Según un estudio de ADN su pariente más cercano vivo es el aguará guazú o lobo de crin, que es un animal endémico de Suramérica.

Se desconoce su dieta, ya que en las Malvinas no habitaban otros mamíferos, muchos científicos consideran que el guará cazaba pingüinos y gansos.

Cuando el ser humano se asentó en la isla, el guará se dedicó a cazar el ganado, en especial las ovejas. En 1833 Charles Darwin vaticinó la extinción del guará, ya que en ese entonces su población disminuía con rapidez.

Se considera que se extinguió en el 1876, pero algunos especímenes fueron embalsamados con la esperanza de clonarlos en el futuro.

25. El dodo o dronte

Ave endémica de la isla Mauricio en el Océano Índico. Se extinguió en el siglo XVII debido a la actividad humana.

Esta ave podía tener hasta un metro de altura, su pico era largo y su pelaje grisáceo.

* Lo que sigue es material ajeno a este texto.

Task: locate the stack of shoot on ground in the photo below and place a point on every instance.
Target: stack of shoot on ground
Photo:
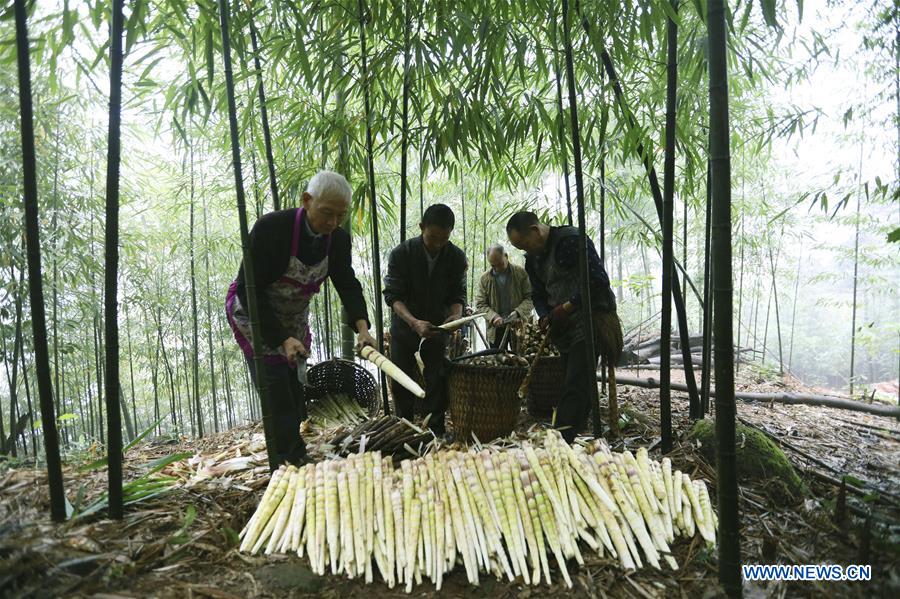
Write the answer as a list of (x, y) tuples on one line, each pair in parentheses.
[(514, 513)]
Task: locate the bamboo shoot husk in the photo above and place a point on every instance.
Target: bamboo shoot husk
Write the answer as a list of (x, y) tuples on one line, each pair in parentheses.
[(392, 370)]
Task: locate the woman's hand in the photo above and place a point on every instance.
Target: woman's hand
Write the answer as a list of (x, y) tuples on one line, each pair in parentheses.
[(292, 348), (363, 338)]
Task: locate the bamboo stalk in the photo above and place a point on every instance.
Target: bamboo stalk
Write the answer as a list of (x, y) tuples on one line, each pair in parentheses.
[(391, 370)]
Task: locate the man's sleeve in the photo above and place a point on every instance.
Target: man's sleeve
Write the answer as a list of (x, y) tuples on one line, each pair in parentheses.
[(395, 281), (596, 273), (456, 293), (526, 305), (340, 270), (538, 291), (269, 247)]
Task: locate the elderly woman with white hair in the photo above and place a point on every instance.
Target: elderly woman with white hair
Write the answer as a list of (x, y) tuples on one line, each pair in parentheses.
[(293, 252)]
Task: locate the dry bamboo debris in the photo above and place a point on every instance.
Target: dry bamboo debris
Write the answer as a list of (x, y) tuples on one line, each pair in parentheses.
[(390, 435), (506, 512), (336, 409)]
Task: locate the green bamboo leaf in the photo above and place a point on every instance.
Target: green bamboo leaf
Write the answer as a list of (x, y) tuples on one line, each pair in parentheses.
[(769, 12)]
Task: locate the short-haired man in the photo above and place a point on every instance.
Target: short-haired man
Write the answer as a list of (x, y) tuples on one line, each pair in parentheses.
[(504, 294), (425, 286), (293, 252), (552, 265)]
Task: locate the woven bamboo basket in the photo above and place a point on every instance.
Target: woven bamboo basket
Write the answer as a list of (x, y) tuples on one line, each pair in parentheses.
[(484, 400), (343, 376), (546, 387)]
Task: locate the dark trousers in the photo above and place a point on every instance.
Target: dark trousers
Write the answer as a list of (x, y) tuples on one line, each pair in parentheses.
[(403, 350), (575, 405), (288, 409)]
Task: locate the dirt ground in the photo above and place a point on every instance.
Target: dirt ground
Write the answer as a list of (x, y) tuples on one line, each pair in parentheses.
[(182, 543)]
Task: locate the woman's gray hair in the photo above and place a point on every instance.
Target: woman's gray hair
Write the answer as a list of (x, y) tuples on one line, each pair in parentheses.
[(329, 183)]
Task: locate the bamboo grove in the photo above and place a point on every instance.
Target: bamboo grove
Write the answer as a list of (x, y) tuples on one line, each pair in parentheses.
[(477, 105)]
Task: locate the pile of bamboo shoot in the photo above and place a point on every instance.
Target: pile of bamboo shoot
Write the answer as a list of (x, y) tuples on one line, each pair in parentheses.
[(508, 512), (390, 435), (336, 409)]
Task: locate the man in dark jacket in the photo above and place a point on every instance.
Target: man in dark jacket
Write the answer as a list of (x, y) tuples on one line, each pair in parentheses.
[(551, 262), (293, 252), (425, 286)]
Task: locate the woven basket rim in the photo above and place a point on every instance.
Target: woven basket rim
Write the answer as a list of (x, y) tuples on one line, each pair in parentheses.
[(482, 368), (375, 404)]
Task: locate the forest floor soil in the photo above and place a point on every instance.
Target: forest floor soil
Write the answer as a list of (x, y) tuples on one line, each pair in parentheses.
[(182, 543)]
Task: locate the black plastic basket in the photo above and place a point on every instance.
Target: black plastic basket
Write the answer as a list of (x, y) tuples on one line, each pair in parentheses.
[(343, 376)]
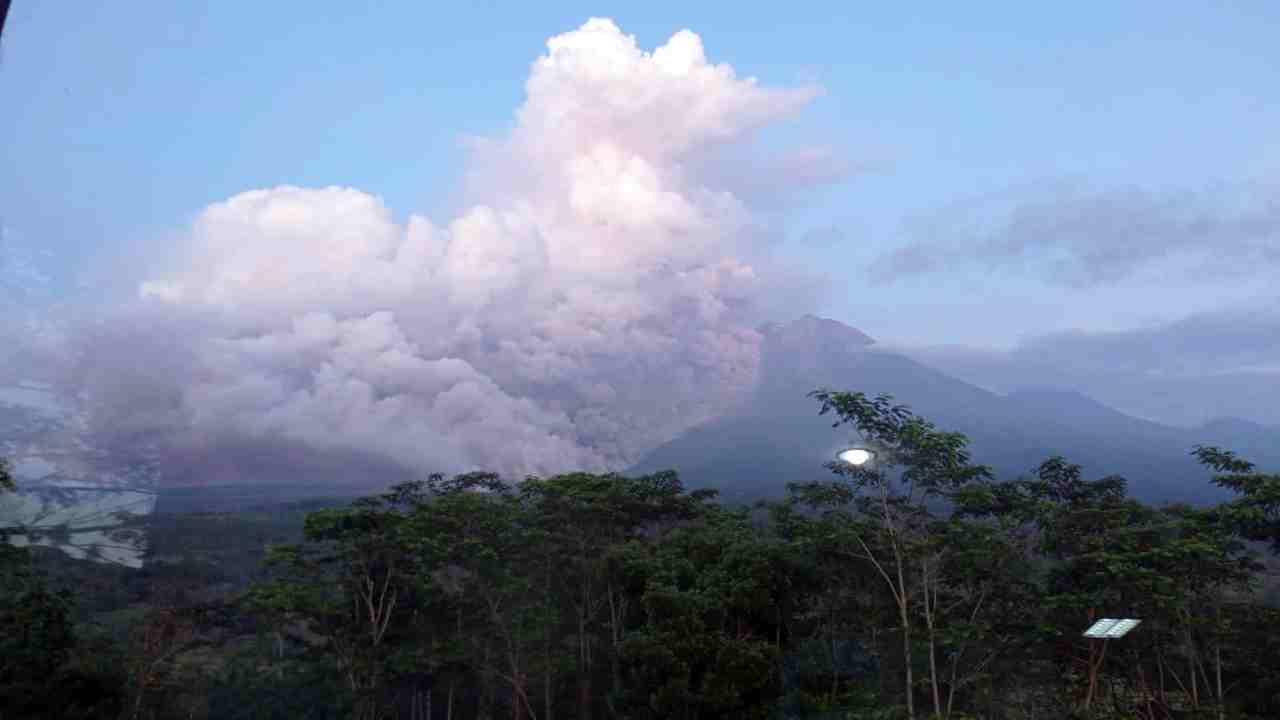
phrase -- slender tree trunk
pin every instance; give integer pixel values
(1191, 665)
(928, 620)
(906, 661)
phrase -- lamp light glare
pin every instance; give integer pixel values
(856, 456)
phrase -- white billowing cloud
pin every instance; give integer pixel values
(595, 300)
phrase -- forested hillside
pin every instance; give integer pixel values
(588, 596)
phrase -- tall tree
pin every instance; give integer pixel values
(894, 510)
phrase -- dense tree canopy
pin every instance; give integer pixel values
(917, 586)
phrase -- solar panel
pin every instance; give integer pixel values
(1111, 628)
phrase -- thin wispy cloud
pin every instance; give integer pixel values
(1083, 237)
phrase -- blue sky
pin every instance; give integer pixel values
(124, 121)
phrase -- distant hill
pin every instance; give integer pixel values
(777, 434)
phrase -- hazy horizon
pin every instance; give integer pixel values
(543, 241)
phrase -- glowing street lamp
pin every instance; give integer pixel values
(856, 456)
(1110, 628)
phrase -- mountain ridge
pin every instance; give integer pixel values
(777, 436)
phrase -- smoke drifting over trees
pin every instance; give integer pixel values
(598, 297)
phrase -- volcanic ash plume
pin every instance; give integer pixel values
(595, 299)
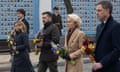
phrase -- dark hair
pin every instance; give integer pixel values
(48, 13)
(56, 8)
(22, 11)
(106, 5)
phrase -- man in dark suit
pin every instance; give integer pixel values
(57, 20)
(21, 17)
(50, 34)
(107, 52)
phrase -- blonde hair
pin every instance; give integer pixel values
(76, 19)
(21, 25)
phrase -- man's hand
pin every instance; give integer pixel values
(14, 48)
(97, 66)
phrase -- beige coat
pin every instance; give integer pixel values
(73, 48)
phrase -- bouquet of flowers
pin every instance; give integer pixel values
(11, 41)
(60, 51)
(38, 38)
(88, 49)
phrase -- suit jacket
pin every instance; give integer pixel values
(107, 50)
(27, 24)
(73, 48)
(50, 34)
(57, 19)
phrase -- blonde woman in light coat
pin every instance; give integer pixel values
(73, 42)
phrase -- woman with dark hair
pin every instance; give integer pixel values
(21, 61)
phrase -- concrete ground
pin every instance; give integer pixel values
(5, 65)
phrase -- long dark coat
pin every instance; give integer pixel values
(107, 50)
(21, 61)
(50, 34)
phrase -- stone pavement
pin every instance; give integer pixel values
(5, 64)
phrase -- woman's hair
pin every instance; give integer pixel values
(21, 25)
(76, 19)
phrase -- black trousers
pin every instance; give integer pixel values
(42, 67)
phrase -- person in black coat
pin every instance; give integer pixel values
(21, 17)
(57, 19)
(21, 61)
(50, 34)
(107, 52)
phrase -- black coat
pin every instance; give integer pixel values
(107, 50)
(27, 24)
(58, 22)
(21, 61)
(50, 33)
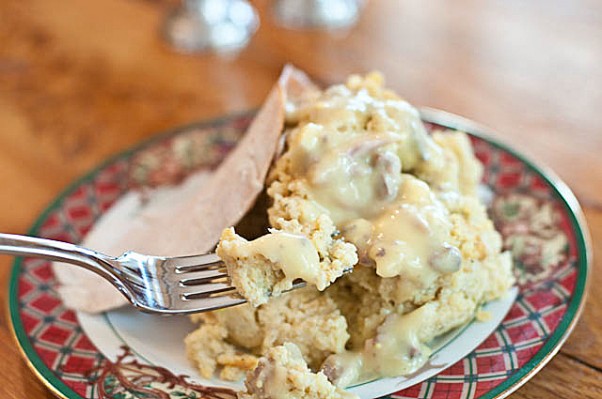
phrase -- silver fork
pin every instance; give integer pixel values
(166, 285)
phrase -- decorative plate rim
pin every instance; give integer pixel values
(439, 117)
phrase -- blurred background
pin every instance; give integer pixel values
(82, 80)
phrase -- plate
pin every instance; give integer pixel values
(106, 356)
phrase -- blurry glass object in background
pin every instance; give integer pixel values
(211, 25)
(326, 14)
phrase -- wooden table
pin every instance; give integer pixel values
(81, 80)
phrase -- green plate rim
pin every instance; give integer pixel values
(442, 118)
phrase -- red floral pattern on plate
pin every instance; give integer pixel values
(520, 193)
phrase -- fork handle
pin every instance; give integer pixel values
(18, 245)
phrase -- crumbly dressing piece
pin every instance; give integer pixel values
(361, 184)
(283, 374)
(304, 317)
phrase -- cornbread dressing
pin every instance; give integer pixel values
(362, 187)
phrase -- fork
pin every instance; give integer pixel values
(154, 284)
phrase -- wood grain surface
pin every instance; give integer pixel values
(81, 80)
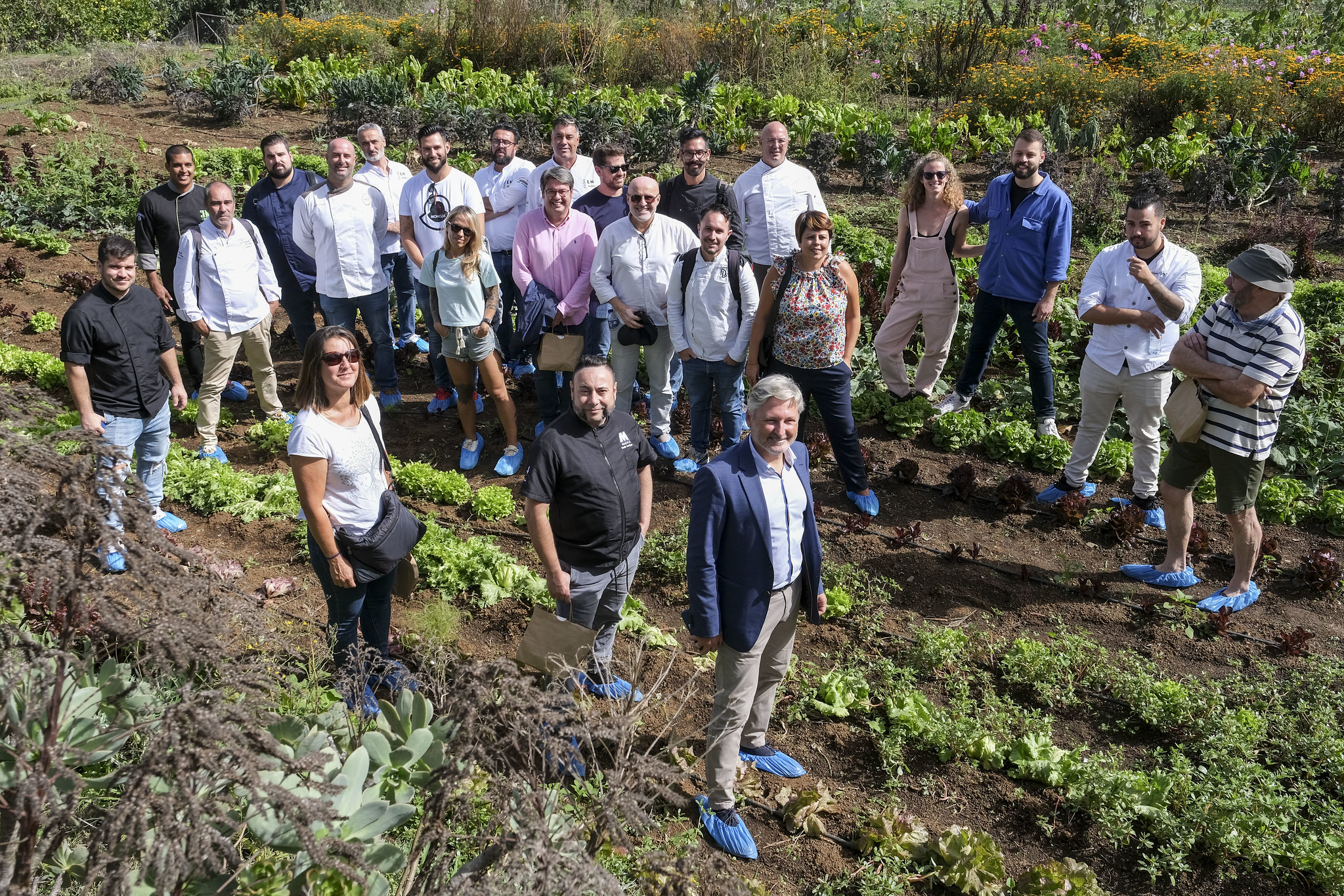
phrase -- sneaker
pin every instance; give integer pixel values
(169, 522)
(443, 400)
(471, 453)
(727, 829)
(1062, 488)
(670, 449)
(214, 454)
(951, 403)
(509, 464)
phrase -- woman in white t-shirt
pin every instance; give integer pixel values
(464, 291)
(340, 479)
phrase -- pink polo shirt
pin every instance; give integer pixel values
(558, 257)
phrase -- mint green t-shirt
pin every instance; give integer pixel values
(462, 303)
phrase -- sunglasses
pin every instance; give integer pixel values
(334, 359)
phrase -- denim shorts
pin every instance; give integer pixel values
(460, 345)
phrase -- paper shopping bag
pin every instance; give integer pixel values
(554, 645)
(1186, 412)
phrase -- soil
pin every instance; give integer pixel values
(1023, 819)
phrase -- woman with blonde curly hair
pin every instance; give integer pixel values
(924, 282)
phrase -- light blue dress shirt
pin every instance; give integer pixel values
(785, 500)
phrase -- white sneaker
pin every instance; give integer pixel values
(951, 403)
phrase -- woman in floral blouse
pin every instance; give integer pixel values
(810, 304)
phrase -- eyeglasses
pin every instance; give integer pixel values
(334, 359)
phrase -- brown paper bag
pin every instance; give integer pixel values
(554, 645)
(1186, 412)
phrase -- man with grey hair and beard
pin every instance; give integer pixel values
(753, 561)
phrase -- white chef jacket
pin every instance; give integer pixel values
(636, 268)
(585, 179)
(1108, 282)
(507, 191)
(343, 234)
(390, 186)
(237, 281)
(770, 200)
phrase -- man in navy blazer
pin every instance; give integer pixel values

Fue descubierta en el siglo XVI por exploradores españoles, que llevaron un ejemplar a Europa.

Los portugueses bautizaron estas aves como dodo, que significa “estúpido”. Otra teoría es que el nombre se debe a la palabra dodoor que significa «holgazán» en neerlandes.

Debido a la introducción de ganado en la isla por los conquistadores europeos, los dodos perdieron su hábitat natural y su población empezó a disminuir.

El dodo es un referente cultural importante, además la historia de su extinción lo convirtió en un ejemplo de como la influencia humana puede causar la extinción de las especies.

 26. Antílope azul de El Cabo

Este mamífero endémico de África del Sur se extinguió en 1799/1800. Esta especie contaba con un hábitat muy limitado, por eso su población no era muy elevada.

Tras su descubrimiento por parte de los colonos, estos trajeron consigo ganado que compitió con el antílope por el territorio.

Su pelaje no era azul, sino pardo por lo que no se sabe el motivo de su nombre. Este antílope era pequeño si lo comparamos con otras especies de la familia Bovidae.

Su descripción taxonómica no es confiable debido a que esta especie no ha sido lo suficientemente estudiada.

27. Pequeño zorro volador de Mauricio o Rougette

Este tipo de murciélago, endémico de las Islas Mascareñas, se extinguió en el Siglo XIX. Existen diversos especímenes disecados en París, Londres y otros museos.

De acuerdo con una descripción de la Isla, escrita en 1772 estos murciélagos eran típicos y su población era alta. Pero los cazaban por su carne y grasa.

Si a principios de la época colonial era típico encontrar colonias de 300-400 murciélagos en una cueva, para finales del siglo XVIII era raro verlos volar en el día.

28. Canguro rabipelado occidental

Esta especie de canguro se extinguió en Australia a mediados del Siglo XX. Este marsupial fue depredado por los zorros y los gatos introducidos por los colonos. Australia es la isla que más ha sufrido debido a los animales introducidos.

Los conejos introducidos cambiaron el hábitat por completo, lo que les quitó a los canguros sus medios de alimentación.

El último espécimen fue atrapado en 1927 o 1928 y luego fue llevado al Zoológico Taronga. Al morir sus restos fueron expuestos en el Museo Australiano.